Social upheaval in the 1930s sent Yun Gee back and forth between Paris and New York. But in 1932 he was invited to be in the group exhibition Murals by American Painters and Photographers at the Museum of Modern Art in New York. For this exhibition he created the work Wheels: Industrial New York rendered in his singular “Diamondism.” Profoundly influenced by Synchromism, Diamondism focused on a rhythmic organization of edges and facets, as well as hot and cold color contrasts. It embodied Yun Gee’s attempt to explain the intellectual, physical, and psychological coordinates of artistic creation after much contemplation about China’s tradition, philosophy, and culture. This fortified Yun Gee’s status as one of the pioneering Chinese modern artists in history, as well as marking a milestone for Greater Chinese artists.

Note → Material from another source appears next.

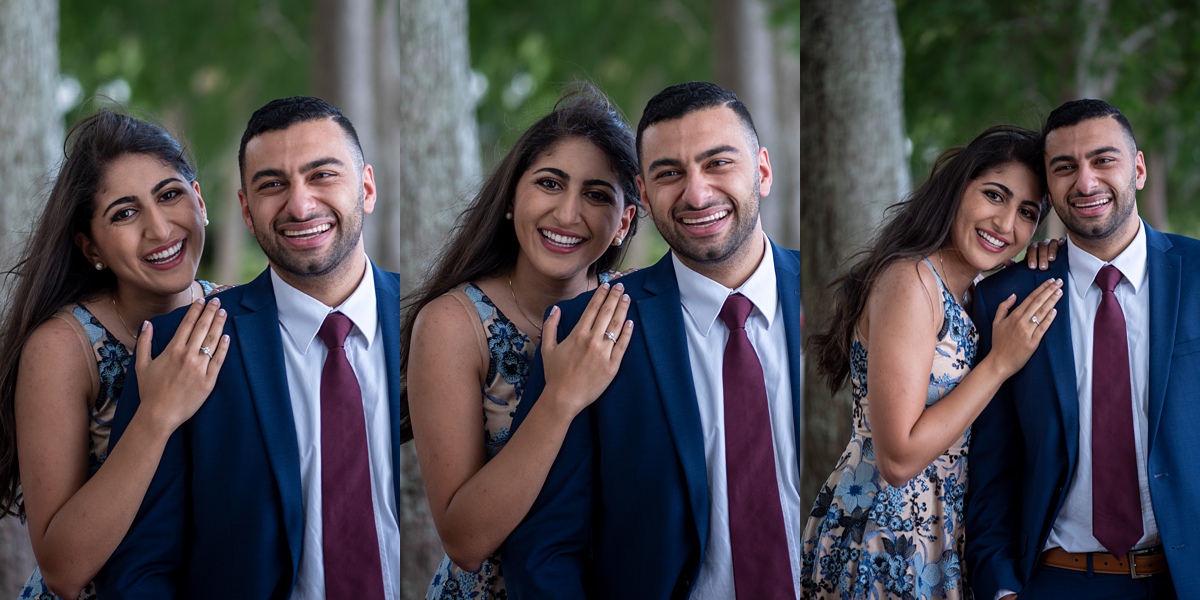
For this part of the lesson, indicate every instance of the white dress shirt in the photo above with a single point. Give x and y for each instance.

Born in New York, Li-lan is as much an independent spirit as her father. She does not want to only be known as the daughter of Yun Gee, who also happened to be an artist. After graduating from the city’s High School for the Performing Arts, she became not an actor, musician or dancer, but a painter. For her, the solitude of the studio was more congenial than collaborating as an actor or a dancer on the stage. Throughout her life, she has been animated by a quiet rebelliousness that shows, obliquely, in the independent characteristic of her art at every stage of her career.

Nurtured in a transcultural heritage, Li-lan has chosen a divergent path to express her life experiences. A meticulous composition pregnant with potent cultural symbols transports the viewer to Li-lan’s fanciful world that pulsates with her musings. Li-lan first worked in Abstract Expressionism in the 1960s, followed by her work with white paper, legal pads, and office and business ephemera, such as notebooks and invoices, in the 1970s. In the 1980s, the artist collected stamps, envelopes, and postcards — ephemera that embody her communication with friends and family across the sea. Her depictions of human figures, amphibians, and insects act as reminders of fleeting memories and bygone times, abounded in earthly transience. Her transcultural background inspires her use of multifarious cultural references, in a way as a response to her own identity.

“Li-lan belongs in the same way as I do to that increasing number of not exactly belonging people,” artist Isamu Noguchi once wrote. Even though he was speaking of his long-time friend, Li-lan, the same sentiment could have been written about Yun Gee. It is in this fashion that they share the most natural influence. Yun Gee and Li-lan are two unique artists that forged lives and careers in a world where they didn’t quite belong. Their respective journeys seem to have transcended the visual experiences of their works, rendered on canvas in a pictorial language both visible and intangible that bears witness to their familial ties and artistic bond.